A good fit from the start is super important: What might be going wrong in the recruitment process that could lead to high employee turnover? Are you hiring overqualified candidates? Is their to much to less challenge?
- Fit the personality to the job. The der Jung/Insights – personality types ensure that people who are one type don’t fulfill the job of the opposite personality type. This will create stress. In the attached chart, the observer-type should not be fulfilling an inspirator-type job. Observers are better analyst and are good at reporting, inspirators good at creating innovative ideas or motivation.

This match is critical. You can find information online on how to recognise these personality types by body language.

I can’t stress enough that psychology is so important in recruitment

If the answer need anymore clarification please indicate what and I’ld be happy to provide you with a more detailed answer.


Cheryl Roshak says:

The main cause for high employee turnover is not so much any one thing as mentioned in the article or what many people have volunteered on Linkedin, though they all count to some degree, it is really that the company itself is not a good company to work at all around. They abuse their employees on every level, emotionally, pay-wise, psychologically, they tend to overwork them, frighten or bully them, and make it unpleasant to be at their jobs.

As a recruiter for the past 25 years I have worked with all sorts of companies, and each company has a reputation in the industry or a company “personality.” When I’ve had job orders from companies that are less than desirable places to work for, I have always been up front with my candidates describing the working environment, the nature of the boss or managers they will be under, how the company operates and leave it to them if they wish to be presented to such a company. Some can take it, others run in horror from such environments. Different strokes for different folks.

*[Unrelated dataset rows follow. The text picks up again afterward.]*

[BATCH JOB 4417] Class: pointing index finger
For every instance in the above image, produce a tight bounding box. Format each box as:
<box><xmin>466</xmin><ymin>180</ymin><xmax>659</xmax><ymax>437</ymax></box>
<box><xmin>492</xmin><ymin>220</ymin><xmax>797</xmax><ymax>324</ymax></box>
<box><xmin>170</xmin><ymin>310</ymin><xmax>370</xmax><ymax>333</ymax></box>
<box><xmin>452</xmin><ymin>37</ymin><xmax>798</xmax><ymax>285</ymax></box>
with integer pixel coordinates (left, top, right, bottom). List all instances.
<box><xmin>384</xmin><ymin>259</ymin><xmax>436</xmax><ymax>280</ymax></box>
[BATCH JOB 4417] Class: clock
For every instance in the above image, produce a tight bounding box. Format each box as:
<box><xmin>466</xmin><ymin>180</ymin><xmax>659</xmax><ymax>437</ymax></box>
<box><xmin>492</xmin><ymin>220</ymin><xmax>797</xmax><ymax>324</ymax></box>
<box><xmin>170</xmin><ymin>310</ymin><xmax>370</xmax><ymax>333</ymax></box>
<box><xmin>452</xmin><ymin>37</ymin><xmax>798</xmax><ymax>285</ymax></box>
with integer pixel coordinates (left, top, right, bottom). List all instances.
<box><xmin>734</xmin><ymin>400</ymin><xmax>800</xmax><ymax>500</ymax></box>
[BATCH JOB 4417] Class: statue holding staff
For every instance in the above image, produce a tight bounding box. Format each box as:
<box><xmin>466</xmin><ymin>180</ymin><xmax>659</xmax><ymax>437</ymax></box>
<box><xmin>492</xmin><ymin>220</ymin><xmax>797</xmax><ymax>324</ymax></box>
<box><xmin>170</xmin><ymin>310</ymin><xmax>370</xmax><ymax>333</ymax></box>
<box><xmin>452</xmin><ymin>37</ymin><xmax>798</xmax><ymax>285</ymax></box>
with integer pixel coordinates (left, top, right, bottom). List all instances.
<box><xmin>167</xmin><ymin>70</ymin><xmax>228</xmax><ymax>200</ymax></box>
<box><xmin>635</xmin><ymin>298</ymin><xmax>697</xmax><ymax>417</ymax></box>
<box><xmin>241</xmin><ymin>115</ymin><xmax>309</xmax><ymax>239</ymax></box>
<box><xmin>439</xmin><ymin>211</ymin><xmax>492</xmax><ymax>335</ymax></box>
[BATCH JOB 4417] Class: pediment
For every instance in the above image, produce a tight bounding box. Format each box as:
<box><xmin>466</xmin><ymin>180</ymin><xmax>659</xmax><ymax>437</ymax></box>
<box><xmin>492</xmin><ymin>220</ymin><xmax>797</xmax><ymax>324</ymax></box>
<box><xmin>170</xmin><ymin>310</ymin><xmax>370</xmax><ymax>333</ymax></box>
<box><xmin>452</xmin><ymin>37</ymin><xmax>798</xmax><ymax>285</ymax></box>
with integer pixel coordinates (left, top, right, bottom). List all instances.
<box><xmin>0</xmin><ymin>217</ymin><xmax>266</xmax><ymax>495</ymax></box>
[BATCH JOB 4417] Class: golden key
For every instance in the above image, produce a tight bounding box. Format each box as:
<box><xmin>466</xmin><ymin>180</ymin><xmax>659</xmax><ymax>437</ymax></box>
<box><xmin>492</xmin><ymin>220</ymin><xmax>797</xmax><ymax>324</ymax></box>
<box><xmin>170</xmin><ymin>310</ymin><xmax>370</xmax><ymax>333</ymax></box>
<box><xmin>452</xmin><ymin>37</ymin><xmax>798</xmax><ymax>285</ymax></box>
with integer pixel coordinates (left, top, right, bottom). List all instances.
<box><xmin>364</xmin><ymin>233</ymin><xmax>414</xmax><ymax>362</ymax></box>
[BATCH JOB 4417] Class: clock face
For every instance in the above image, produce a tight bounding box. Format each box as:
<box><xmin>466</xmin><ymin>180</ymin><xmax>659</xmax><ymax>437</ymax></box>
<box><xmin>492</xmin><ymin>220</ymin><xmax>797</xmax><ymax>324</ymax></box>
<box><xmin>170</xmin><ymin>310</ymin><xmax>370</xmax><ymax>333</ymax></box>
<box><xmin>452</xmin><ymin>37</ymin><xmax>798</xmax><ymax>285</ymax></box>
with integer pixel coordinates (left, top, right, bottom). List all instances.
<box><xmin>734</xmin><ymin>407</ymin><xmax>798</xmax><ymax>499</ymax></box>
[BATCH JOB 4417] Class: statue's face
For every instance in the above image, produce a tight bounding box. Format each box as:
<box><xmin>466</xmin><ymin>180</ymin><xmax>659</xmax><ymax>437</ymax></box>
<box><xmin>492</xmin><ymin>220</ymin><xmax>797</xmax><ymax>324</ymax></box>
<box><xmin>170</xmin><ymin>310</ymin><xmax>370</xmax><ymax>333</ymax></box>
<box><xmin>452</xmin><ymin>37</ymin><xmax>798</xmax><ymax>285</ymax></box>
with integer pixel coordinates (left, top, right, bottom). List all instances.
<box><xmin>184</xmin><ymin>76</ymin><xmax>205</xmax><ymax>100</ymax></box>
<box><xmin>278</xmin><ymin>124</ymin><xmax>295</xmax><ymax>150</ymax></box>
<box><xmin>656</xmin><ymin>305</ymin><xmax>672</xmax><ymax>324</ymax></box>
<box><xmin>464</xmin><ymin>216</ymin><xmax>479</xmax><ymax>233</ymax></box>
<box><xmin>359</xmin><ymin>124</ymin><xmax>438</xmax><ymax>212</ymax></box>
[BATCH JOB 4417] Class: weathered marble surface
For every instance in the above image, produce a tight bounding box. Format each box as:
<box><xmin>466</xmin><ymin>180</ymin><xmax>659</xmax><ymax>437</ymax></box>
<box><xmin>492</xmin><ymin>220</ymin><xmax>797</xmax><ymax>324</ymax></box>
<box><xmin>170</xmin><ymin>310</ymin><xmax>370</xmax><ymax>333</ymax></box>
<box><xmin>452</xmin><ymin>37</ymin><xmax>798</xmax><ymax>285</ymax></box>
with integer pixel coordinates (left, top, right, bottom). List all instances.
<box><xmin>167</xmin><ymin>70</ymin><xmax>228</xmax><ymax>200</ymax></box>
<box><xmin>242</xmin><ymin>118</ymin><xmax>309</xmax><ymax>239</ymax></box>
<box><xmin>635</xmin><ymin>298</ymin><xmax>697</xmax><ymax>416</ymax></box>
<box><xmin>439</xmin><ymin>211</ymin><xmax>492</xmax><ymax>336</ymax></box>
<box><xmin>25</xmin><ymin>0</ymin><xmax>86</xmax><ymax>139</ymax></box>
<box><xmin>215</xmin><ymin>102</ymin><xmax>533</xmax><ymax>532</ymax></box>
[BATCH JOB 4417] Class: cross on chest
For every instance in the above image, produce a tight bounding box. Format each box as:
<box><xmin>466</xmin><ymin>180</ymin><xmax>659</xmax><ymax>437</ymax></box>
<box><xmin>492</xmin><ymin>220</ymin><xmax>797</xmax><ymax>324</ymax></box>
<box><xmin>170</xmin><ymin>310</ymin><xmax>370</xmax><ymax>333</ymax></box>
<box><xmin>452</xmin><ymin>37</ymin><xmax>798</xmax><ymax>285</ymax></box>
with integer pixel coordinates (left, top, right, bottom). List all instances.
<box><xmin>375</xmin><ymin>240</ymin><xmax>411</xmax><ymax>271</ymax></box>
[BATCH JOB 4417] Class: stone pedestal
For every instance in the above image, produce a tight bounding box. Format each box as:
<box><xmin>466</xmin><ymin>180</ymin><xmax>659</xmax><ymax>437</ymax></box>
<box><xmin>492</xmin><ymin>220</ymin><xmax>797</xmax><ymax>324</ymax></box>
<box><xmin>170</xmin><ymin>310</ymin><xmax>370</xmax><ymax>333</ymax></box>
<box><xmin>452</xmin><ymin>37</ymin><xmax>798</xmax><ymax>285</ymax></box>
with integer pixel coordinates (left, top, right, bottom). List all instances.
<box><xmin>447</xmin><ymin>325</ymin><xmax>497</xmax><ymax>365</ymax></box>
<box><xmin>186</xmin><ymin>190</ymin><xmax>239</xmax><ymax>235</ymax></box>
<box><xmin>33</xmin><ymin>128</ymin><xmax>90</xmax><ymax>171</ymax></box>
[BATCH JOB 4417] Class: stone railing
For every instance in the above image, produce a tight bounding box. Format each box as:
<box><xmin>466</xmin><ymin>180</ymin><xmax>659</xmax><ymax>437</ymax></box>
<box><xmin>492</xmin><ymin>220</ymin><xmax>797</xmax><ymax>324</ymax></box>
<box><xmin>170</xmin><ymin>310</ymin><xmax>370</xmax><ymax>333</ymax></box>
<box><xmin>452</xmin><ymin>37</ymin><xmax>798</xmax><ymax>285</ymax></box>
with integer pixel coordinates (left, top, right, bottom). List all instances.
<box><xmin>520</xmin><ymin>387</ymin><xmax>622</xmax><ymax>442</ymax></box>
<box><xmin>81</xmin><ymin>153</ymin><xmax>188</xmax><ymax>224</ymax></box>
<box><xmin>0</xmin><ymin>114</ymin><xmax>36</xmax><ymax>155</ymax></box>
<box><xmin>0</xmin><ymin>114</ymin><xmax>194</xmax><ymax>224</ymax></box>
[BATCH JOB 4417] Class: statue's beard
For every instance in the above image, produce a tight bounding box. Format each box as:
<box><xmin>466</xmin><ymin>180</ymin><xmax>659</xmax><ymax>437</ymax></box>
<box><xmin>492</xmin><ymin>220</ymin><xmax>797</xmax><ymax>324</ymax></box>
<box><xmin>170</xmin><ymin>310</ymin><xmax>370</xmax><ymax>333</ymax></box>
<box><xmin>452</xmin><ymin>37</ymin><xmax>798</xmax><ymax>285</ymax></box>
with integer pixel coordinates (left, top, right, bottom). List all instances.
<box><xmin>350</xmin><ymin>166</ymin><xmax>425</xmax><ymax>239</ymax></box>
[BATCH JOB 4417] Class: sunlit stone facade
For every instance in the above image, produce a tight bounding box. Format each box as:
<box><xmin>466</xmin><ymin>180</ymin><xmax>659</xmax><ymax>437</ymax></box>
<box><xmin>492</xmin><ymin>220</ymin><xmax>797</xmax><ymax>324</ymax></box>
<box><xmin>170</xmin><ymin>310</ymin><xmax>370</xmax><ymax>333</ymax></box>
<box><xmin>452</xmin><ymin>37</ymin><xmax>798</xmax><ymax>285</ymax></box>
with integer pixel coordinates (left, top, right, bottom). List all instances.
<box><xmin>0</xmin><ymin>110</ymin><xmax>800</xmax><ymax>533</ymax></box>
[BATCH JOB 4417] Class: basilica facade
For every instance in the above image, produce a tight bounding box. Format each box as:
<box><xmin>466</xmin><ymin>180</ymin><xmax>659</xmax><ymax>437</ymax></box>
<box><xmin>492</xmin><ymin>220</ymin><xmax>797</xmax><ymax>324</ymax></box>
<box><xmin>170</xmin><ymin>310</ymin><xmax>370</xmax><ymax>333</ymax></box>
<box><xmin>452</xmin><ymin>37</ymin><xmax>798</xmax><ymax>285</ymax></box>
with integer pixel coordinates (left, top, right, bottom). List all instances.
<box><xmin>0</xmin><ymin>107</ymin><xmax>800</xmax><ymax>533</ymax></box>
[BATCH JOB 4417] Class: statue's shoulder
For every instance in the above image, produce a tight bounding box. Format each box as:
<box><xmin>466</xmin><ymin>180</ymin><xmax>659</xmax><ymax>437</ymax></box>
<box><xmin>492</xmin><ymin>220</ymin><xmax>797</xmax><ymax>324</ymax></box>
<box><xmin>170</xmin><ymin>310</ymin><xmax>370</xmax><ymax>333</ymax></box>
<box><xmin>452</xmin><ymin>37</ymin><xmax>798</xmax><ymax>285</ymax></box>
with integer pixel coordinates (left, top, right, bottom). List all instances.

The problems stem from the top and is a trickle down process. If the bosses or partners have a way of doing business that is less than desirable, or don’t see their employees as valuable contributors then they can run a slave shop or a gestapo camp. It would be wise of those companies with high turnover rates to hire either a coaching team or business consultant to see where the breakdown and problems are within the management style of the company and listen to employee complaints. But not all bosses are so reflective or really see this as a problem as long as their numbers are met. That’s my take on it.

kate phillips says:

Give them a reason to be THERE and not somewhere else. Give them a reason to choose to work with and for YOU and no one else. Say please and thank you, have your training and recognition and reward at healthy and respectful levels, and lead like you mean it.

Jim Rose says:

Start by clearly defining the problem regarding why turnover is high. This might need to be done by an outside resource to ensure objectivity. Then the actions needed will depend on what the problem actually is.